Türkiye Bankalar Birliği Başkanı Hüseyin Aydın ise Mart 2018’de yaptığı açıklamada “Türk Lirası kredilerde risk ağırlığı yüzde 100. TL kredilerde risk ağırlığı yüzde 20 ya da daha düşük seviyelere getirilebilir" diyerek ulusal kredi derecelendirme kuruluşu kurma projesine başladıklarını duyurmuştu. 

Üç Büyükler’in Türkiye notu nedir?

Uluslararası kredi derecelendirme kuruluşlarından Moody's, 15 Haziran’da yaptığı açıklamada Türkiye'nin kredi notunu Ba3'ten B1'e düşürmüş, bir sonraki kararın yönünün nasıl olacağı konusunda fikir veren “görünümü” ise “negatife” çevirmişti. 

Ba3, “yatırım yapılamaz” seviyesini açıklarken, B1’in karşılığı “yüksek derecede spekülatif”. 

Ödemeler dengesi krizi, iflas riski, Merkez Bankası’nın döviz rezervlerindeki düşüş, Banka’nın bağımsızlığı ve şeffaflığı, not kararında etkili olmuştu. 

Açıklamada kamu borçlarının düşük olduğunun altı çizilerek “Kurumsal yapıdaki sağlamlık kaybolmaya devam ediyor ve yatırımcı güvenini artıracak etkili politikalar uygulamaya konulmuyor” denmişti. 

Fitch.jpg
1913 yılında şirketlerin performanslarını yayımlayan bir şirket olarak kurulan Fitch de 1924'de şu anda kullanılan 3 harfli derecelendirme çizelgesini piyasaya sundu/ Fotoğraf: Reuters


Fitch Ratings, temmuz ayında Merkez Bankası’nın o dönemki başkanı Murat Çetinkaya'nın görevden alınmasının ardından Türkiye'nin notunu düşürmüş ve kredi notu BB'den BB-'ye çekmişti. 

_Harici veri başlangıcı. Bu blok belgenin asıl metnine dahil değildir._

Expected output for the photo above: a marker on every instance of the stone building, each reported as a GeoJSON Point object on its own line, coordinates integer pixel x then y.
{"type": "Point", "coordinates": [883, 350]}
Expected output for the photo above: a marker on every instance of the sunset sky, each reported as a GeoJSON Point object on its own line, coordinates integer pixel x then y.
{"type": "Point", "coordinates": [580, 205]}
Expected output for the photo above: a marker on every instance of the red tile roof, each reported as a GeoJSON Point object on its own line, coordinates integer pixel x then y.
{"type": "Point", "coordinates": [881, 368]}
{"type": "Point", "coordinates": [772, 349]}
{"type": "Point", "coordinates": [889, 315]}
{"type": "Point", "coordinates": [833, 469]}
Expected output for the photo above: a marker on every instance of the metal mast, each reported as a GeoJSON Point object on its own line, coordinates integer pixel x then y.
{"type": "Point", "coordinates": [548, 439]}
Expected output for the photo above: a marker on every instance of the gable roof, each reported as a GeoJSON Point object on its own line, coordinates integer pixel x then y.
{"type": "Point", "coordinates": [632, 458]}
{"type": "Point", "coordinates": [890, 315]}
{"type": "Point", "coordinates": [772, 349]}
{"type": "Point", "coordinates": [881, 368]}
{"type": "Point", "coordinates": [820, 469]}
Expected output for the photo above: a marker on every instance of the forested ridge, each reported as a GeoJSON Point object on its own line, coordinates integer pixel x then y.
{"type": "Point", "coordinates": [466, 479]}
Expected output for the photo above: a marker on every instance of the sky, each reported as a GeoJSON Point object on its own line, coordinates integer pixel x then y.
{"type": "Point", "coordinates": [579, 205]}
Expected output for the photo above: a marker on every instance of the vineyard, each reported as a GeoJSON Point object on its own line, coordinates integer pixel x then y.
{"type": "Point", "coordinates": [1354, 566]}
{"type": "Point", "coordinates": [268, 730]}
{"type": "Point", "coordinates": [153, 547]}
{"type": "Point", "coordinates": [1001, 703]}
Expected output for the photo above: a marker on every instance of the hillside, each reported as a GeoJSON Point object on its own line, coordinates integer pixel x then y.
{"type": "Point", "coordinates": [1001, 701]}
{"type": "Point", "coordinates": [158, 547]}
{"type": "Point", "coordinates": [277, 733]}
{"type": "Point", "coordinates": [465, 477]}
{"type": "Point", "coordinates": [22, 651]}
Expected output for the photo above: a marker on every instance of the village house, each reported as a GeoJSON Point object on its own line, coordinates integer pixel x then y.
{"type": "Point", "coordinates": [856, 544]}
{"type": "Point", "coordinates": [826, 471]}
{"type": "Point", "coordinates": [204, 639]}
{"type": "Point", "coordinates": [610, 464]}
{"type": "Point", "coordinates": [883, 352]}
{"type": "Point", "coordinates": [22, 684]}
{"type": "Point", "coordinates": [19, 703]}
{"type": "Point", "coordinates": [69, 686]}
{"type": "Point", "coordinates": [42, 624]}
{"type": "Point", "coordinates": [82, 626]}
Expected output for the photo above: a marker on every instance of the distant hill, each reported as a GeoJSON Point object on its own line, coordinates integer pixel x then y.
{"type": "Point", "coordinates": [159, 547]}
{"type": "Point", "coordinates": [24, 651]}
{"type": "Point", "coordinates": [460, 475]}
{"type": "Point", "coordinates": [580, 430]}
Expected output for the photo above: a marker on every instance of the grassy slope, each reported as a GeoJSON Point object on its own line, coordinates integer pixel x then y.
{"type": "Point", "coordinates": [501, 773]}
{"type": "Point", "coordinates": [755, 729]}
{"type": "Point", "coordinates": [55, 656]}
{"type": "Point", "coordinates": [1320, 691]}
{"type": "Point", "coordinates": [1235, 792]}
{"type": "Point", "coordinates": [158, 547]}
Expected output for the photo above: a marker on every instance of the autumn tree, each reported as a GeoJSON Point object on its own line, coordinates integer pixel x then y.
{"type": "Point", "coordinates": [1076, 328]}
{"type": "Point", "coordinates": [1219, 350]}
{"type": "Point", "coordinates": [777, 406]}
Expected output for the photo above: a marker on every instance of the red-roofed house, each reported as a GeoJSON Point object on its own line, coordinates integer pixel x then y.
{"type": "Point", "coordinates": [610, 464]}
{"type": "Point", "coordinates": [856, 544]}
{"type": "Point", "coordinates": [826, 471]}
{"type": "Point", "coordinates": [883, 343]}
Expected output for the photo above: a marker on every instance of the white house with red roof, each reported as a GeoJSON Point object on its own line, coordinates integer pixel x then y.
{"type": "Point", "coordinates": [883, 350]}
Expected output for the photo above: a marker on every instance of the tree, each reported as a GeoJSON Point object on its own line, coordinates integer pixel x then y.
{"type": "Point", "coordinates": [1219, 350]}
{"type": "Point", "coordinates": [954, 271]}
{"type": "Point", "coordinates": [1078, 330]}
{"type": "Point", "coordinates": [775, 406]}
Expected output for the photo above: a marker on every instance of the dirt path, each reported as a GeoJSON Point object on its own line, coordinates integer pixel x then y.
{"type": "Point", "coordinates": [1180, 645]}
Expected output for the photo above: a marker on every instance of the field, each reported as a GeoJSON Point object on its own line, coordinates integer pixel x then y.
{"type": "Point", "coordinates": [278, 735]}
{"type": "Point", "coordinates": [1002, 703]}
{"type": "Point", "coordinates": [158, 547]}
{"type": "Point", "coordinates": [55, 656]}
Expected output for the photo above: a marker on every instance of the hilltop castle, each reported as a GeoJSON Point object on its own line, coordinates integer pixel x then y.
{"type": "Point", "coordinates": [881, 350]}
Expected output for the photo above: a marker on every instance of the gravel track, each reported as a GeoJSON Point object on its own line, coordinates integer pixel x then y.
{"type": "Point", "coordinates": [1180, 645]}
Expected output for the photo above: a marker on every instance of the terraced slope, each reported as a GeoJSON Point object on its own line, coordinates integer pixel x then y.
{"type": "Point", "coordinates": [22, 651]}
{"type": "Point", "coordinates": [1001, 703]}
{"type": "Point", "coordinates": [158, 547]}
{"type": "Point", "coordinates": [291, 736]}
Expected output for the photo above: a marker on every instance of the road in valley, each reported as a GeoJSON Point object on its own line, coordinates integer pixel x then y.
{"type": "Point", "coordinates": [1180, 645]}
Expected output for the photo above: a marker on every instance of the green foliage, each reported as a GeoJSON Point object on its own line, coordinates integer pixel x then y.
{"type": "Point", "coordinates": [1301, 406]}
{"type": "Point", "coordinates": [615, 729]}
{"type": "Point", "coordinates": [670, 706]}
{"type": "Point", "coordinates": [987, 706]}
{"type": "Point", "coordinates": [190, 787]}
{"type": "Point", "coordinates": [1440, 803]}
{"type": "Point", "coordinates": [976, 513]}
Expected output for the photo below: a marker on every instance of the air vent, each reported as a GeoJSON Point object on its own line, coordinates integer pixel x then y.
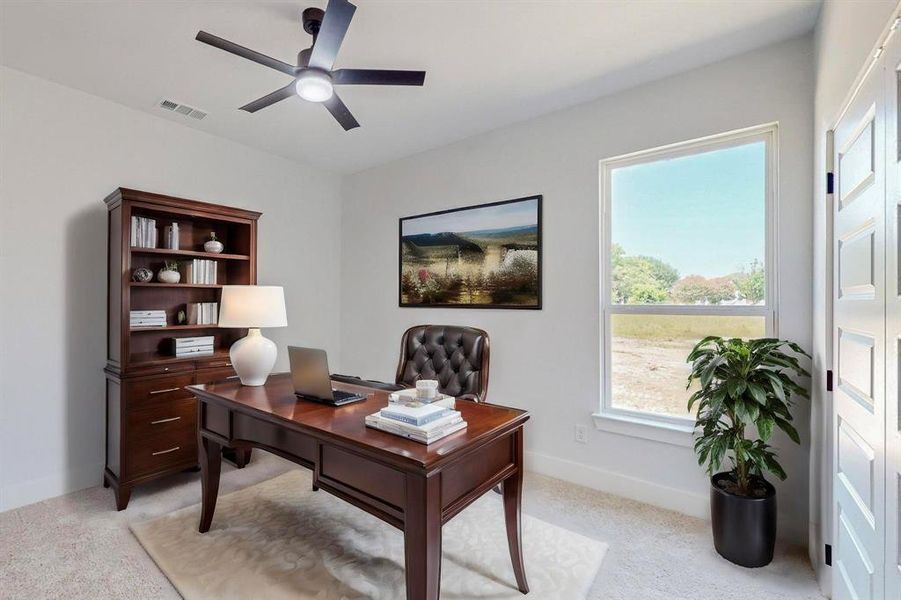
{"type": "Point", "coordinates": [182, 109]}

1 Kasım’da yapılan açıklamada ise  Türkiye'nin ekonomide dengeleme ve istikrar sağlanması yönünde ilerleme kaydettiği, ekonomide zayıflama riskinin azaldığı ifade edilerek not görünümü "negatif”ten "durağan”a yükseltilmişti. 

Ancak “yatırım yapılamaz” anlamına gelen "BB-” notu değişmemişti. 

S&P’den ağustosta yapılan açıklamada ise Türkiye’nin 2019 sonu büyümesi, yüzde 0,5 daralma olarak öngörülmüştü. Kredi notu, 'B+', görünüm 'Durağan' olarak teyit edilmişti.